As smartphones mature, hardware upgrades alone are no longer enough to excite users every year. Companies increasingly rely on software experience and interface identity to differentiate products.
Apple’s Liquid Glass initiative appears to be part of a larger long-term strategy designed to unify the visual experience across iPhone, iPad, Mac, Vision devices, and potentially future AR products.
The challenge is finding the balance between futuristic visuals and practical usability.
That balance becomes even more important as users spend many hours daily interacting with their devices for work, communication, entertainment, and productivity.
Could Android Manufacturers Follow?
Apple design trends often influence the broader smartphone industry, even among Android brands.
Samsung’s One UI, Xiaomi’s HyperOS, OPPO’s ColorOS, and vivo’s Funtouch OS have all gradually moved toward softer transparency effects, floating layers, and smoother animation systems over the past few years.

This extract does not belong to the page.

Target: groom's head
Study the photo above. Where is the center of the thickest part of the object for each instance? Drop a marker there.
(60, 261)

If Apple successfully refines Liquid Glass into a more usable interface, Android manufacturers may further accelerate their own glass-inspired UI designs.
However, Android brands traditionally provide more customization options than Apple, which could give them an advantage if users increasingly demand control over visual intensity and animation behavior.
What Pakistani iPhone Users Should Know
For Pakistani users, especially those buying expensive iPhones after PTA taxes and import costs, software stability and usability matter more than flashy visuals.
Many users in Pakistan keep iPhones for four to six years, meaning interface comfort becomes extremely important over long-term use.
If iOS 27 genuinely improves navigation speed, readability, and battery optimization tied to animations, it could become a more meaningful upgrade than simply adding new visual effects.
Users on older models like the iPhone 13, iPhone 14, and even the iPhone 12 series may particularly appreciate reduced animation complexity if Apple also improves performance efficiency.
WWDC 2026 Will Reveal Everything
Apple is expected to officially unveil iOS 27 during WWDC 2026 on June 8. The event will likely focus heavily on software refinement, ecosystem integration, AI-powered experiences, and interface consistency.
While the final implementation may still change before launch, one thing is becoming clear: Apple is listening to feedback.
Liquid Glass is probably not disappearing anytime soon, but iOS 27 may finally turn it into something users enjoy both visually and practically.